Plus inquiétant, car moins documenté, est un éventuel risque d’exposition aux nanomatériaux utilisés dans la fabrication de pneus. Le problème rencontré par les chercheurs est le peu de connaissance sur la teneur exacte des pneus en nanomatériaux, « le secret industriel entourant la composition des constituants de pneumatiques », précise l’Anses, qui préconise des études plus poussées dans ce domaine.
Dans l’ensemble, l’Agence conclut donc à un « risque sanitaire négligeable ».
Pour ce qui est des conséquences environnementales en revanche, l’Anses est un peu plus réservée : le « lessivage »  des terrains par la pluie (le mot savant est « lixiviation » ) peut provoquer la dissémination dans la nature de produits nocifs pour les écosystèmes. L’Anses estime que les données actuelles sont « insuffisantes »  pour caractériser ce risque.
En conclusion, l’Anses estime qu’il sera nécessaire d’acquérir « davantage de données »  sur la composition exacte des pneus recyclés, notamment sur les nanoparticules. Elle juge qu’il faudra également travailler à une « méthodologie »  permettant d’évaluer les risques environnementaux, cette évaluation devant, idéalement, « être réalisée localement avant toute mise en place de ce type de revêtement ». Elle va maintenant « discuter »  de ces propositions avec les ministères concernés.
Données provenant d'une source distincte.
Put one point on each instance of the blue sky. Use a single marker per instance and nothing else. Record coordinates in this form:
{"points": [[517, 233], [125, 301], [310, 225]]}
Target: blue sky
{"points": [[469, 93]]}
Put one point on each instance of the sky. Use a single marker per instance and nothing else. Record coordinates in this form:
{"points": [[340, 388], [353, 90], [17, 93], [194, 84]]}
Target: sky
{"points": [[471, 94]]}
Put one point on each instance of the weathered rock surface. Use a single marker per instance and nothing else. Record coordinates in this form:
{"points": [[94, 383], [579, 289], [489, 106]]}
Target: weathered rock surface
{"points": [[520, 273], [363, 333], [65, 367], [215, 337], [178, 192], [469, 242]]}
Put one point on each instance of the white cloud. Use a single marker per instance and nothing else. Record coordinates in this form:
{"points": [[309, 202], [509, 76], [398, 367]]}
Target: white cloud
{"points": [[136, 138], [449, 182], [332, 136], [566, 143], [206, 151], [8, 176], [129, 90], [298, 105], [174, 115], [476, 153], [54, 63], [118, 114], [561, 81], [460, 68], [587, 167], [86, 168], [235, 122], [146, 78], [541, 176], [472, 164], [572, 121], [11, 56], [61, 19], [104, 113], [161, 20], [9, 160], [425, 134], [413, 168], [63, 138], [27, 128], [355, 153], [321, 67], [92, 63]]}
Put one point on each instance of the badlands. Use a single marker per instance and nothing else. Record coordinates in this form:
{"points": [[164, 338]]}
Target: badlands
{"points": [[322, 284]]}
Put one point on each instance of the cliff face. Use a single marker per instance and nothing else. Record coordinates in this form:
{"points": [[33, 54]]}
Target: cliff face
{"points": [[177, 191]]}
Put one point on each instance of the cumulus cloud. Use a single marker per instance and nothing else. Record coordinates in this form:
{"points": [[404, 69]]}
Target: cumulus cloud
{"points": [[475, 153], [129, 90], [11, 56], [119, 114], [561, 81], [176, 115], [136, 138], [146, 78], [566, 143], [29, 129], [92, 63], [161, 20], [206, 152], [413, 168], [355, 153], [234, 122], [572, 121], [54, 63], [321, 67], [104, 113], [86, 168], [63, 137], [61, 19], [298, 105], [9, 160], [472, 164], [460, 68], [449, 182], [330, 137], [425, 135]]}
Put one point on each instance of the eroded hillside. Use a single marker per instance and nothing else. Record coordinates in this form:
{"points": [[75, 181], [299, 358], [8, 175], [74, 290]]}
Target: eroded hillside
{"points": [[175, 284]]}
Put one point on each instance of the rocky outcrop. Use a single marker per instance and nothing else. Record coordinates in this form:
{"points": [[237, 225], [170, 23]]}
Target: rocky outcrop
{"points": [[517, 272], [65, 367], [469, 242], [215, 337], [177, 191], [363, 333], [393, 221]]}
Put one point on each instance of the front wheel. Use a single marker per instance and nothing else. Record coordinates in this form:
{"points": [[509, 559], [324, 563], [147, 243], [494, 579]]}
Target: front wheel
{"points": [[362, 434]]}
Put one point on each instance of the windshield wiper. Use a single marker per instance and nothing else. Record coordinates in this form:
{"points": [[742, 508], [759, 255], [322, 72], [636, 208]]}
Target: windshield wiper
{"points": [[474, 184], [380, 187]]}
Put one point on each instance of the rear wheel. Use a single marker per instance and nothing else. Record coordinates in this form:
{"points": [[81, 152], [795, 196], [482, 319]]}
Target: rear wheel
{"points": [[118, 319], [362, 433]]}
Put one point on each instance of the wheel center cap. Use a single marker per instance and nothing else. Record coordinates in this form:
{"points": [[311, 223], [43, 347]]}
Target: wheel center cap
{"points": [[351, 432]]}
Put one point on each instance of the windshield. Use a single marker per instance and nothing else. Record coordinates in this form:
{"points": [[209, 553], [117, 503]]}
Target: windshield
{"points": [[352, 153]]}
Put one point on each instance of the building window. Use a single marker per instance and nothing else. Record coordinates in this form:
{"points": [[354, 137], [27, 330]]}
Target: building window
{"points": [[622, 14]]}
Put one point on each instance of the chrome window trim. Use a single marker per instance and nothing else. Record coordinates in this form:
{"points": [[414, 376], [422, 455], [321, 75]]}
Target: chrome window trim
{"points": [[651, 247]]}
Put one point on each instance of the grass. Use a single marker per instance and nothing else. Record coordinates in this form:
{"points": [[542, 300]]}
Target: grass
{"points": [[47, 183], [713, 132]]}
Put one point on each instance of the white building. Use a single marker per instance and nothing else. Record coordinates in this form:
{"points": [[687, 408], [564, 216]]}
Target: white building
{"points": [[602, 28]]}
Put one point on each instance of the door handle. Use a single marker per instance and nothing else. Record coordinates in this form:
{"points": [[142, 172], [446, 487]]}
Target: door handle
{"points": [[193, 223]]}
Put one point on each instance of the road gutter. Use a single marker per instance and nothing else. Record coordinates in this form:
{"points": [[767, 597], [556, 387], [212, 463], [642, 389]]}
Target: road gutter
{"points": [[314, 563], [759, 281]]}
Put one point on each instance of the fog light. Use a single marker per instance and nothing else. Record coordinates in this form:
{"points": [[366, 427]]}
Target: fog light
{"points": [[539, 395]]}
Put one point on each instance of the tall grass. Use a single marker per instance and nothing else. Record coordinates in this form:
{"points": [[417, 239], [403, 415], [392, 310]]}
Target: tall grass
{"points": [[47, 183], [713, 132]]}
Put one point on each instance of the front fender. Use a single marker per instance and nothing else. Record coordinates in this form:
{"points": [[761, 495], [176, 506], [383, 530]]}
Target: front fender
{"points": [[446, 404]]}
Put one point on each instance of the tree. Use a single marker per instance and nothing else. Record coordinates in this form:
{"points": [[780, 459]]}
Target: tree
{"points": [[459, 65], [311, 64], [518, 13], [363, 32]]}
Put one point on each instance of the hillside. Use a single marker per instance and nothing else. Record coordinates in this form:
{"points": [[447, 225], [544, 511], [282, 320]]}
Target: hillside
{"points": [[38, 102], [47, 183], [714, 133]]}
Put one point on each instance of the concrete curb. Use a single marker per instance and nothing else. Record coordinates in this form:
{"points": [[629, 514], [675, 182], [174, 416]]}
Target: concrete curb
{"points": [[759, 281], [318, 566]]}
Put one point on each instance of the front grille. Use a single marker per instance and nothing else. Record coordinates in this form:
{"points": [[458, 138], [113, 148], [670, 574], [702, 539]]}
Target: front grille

Reste une question : s’il apparaît normal que les produits à base de matériaux recyclés fassent l’objet des mêmes contrôles sanitaires que les produits à base de matériaux neufs, avoir, en revanche, des exigences de contrôle supérieures pour les matériaux recyclés pourrait porter un véritable coup au recyclage. Quand on sait que la seule alternative au recyclage des pneus est l'incinération en cimenterie, la question mérite d'être posée.
F.L.
Télécharger l’étude de l’Anses.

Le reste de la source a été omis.